Let the vectors $\vec{a}, \vec{b}, \vec{c}$ be given as $\vec{a} = a_{1} \hat{i}+a_{2} \hat{j}+a_{3} \hat{k}$,$\vec{b} = b_{1} \hat{i}+b_{2} \hat{j}+b_{3} \hat{k}$,and $\vec{c} = c_{1} \hat{i}+c_{2} \hat{j}+c_{3} \hat{k}$. Then show that $\vec{a} \times(\vec{b}+\vec{c})=\vec{a} \times \vec{b}+\vec{a} \times \vec{c}$.

(N/A) Given $\vec{a}=a_{1} \hat{i}+a_{2} \hat{j}+a_{3} \hat{k}$,$\vec{b}=b_{1} \hat{i}+b_{2} \hat{j}+b_{3} \hat{k}$,and $\vec{c}=c_{1} \hat{i}+c_{2} \hat{j}+c_{3} \hat{k}$.
First,calculate $(\vec{b}+\vec{c}) = (b_{1}+c_{1}) \hat{i} + (b_{2}+c_{2}) \hat{j} + (b_{3}+c_{3}) \hat{k}$.
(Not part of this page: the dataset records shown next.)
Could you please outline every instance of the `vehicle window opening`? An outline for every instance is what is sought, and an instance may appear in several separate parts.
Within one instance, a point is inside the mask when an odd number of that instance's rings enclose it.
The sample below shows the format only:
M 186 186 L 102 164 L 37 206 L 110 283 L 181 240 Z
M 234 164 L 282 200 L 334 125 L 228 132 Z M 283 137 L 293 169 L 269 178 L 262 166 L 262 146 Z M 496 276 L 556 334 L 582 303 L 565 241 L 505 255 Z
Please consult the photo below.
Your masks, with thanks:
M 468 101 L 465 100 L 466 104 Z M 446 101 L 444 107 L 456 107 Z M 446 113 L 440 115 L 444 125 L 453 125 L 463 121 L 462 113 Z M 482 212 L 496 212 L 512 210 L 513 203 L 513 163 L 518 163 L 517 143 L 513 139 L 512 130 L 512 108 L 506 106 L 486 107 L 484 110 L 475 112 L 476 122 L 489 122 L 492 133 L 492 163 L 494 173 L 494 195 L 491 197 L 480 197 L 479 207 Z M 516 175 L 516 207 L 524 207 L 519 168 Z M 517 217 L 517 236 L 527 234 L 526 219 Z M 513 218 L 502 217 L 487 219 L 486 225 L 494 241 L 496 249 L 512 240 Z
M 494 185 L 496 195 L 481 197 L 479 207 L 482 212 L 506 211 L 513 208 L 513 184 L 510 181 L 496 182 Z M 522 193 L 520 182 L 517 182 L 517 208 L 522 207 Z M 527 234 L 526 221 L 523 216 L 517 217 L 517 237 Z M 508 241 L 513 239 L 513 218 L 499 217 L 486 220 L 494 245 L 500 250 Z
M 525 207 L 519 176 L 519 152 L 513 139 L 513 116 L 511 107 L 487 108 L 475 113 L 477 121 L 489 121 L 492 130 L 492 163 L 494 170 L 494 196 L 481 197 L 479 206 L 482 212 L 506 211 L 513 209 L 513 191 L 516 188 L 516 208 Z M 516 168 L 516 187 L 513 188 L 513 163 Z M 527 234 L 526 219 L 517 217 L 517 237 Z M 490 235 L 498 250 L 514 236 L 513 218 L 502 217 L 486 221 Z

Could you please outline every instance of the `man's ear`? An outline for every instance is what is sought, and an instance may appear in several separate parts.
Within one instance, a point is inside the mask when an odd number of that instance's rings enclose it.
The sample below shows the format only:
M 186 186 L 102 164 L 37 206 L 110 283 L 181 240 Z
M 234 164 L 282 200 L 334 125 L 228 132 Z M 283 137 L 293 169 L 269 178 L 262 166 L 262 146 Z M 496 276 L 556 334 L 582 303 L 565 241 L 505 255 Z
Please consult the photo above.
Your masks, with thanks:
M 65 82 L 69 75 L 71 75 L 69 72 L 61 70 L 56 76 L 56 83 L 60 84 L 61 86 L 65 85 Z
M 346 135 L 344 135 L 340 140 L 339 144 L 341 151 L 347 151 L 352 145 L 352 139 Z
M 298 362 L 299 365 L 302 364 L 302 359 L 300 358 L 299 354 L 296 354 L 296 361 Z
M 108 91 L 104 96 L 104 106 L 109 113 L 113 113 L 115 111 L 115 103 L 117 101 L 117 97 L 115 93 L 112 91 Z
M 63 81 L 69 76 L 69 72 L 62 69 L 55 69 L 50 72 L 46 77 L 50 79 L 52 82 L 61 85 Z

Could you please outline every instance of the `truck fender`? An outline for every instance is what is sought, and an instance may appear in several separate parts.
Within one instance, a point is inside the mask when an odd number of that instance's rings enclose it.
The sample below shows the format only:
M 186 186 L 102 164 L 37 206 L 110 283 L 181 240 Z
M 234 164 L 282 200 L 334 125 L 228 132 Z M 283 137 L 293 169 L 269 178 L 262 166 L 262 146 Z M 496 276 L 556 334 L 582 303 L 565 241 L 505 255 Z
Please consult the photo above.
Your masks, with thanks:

Now,$\vec{a} \times(\vec{b}+\vec{c}) = \begin{vmatrix} \hat{i} & \hat{j} & \hat{k} \\ a_{1} & a_{2} & a_{3} \\ b_{1}+c_{1} & b_{2}+c_{2} & b_{3}+c_{3} \end{vmatrix}$
$= \hat{i}[a_{2}(b_{3}+c_{3}) - a_{3}(b_{2}+c_{2})] - \hat{j}[a_{1}(b_{3}+c_{3}) - a_{3}(b_{1}+c_{1})] + \hat{k}[a_{1}(b_{2}+c_{2}) - a_{2}(b_{1}+c_{1})]$
$= \hat{i}[a_{2}b_{3} + a_{2}c_{3} - a_{3}b_{2} - a_{3}c_{2}] + \hat{j}[a_{3}b_{1} + a_{3}c_{1} - a_{1}b_{3} - a_{1}c_{3}] + \hat{k}[a_{1}b_{2} + a_{1}c_{2} - a_{2}b_{1} - a_{2}c_{1}] \dots (1)$
Next,$\vec{a} \times \vec{b} = \begin{vmatrix} \hat{i} & \hat{j} & \hat{k} \\ a_{1} & a_{2} & a_{3} \\ b_{1} & b_{2} & b_{3} \end{vmatrix} = \hat{i}(a_{2}b_{3}-a_{3}b_{2}) + \hat{j}(a_{3}b_{1}-a_{1}b_{3}) + \hat{k}(a_{1}b_{2}-a_{2}b_{1}) \dots (2)$
And $\vec{a} \times \vec{c} = \begin{vmatrix} \hat{i} & \hat{j} & \hat{k} \\ a_{1} & a_{2} & a_{3} \\ c_{1} & c_{2} & c_{3} \end{vmatrix} = \hat{i}(a_{2}c_{3}-a_{3}c_{2}) + \hat{j}(a_{3}c_{1}-a_{1}c_{3}) + \hat{k}(a_{1}c_{2}-a_{2}c_{1}) \dots (3)$
Adding $(2)$ and $(3)$ gives:
$(\vec{a} \times \vec{b}) + (\vec{a} \times \vec{c}) = \hat{i}(a_{2}b_{3} + a_{2}c_{3} - a_{3}b_{2} - a_{3}c_{2}) + \hat{j}(a_{3}b_{1} + a_{3}c_{1} - a_{1}b_{3} - a_{1}c_{3}) + \hat{k}(a_{1}b_{2} + a_{1}c_{2} - a_{2}b_{1} - a_{2}c_{1}) \dots (4)$
Comparing $(1)$ and $(4)$,we see that $\vec{a} \times(\vec{b}+\vec{c}) = \vec{a} \times \vec{b} + \vec{a} \times \vec{c}$. Hence proved.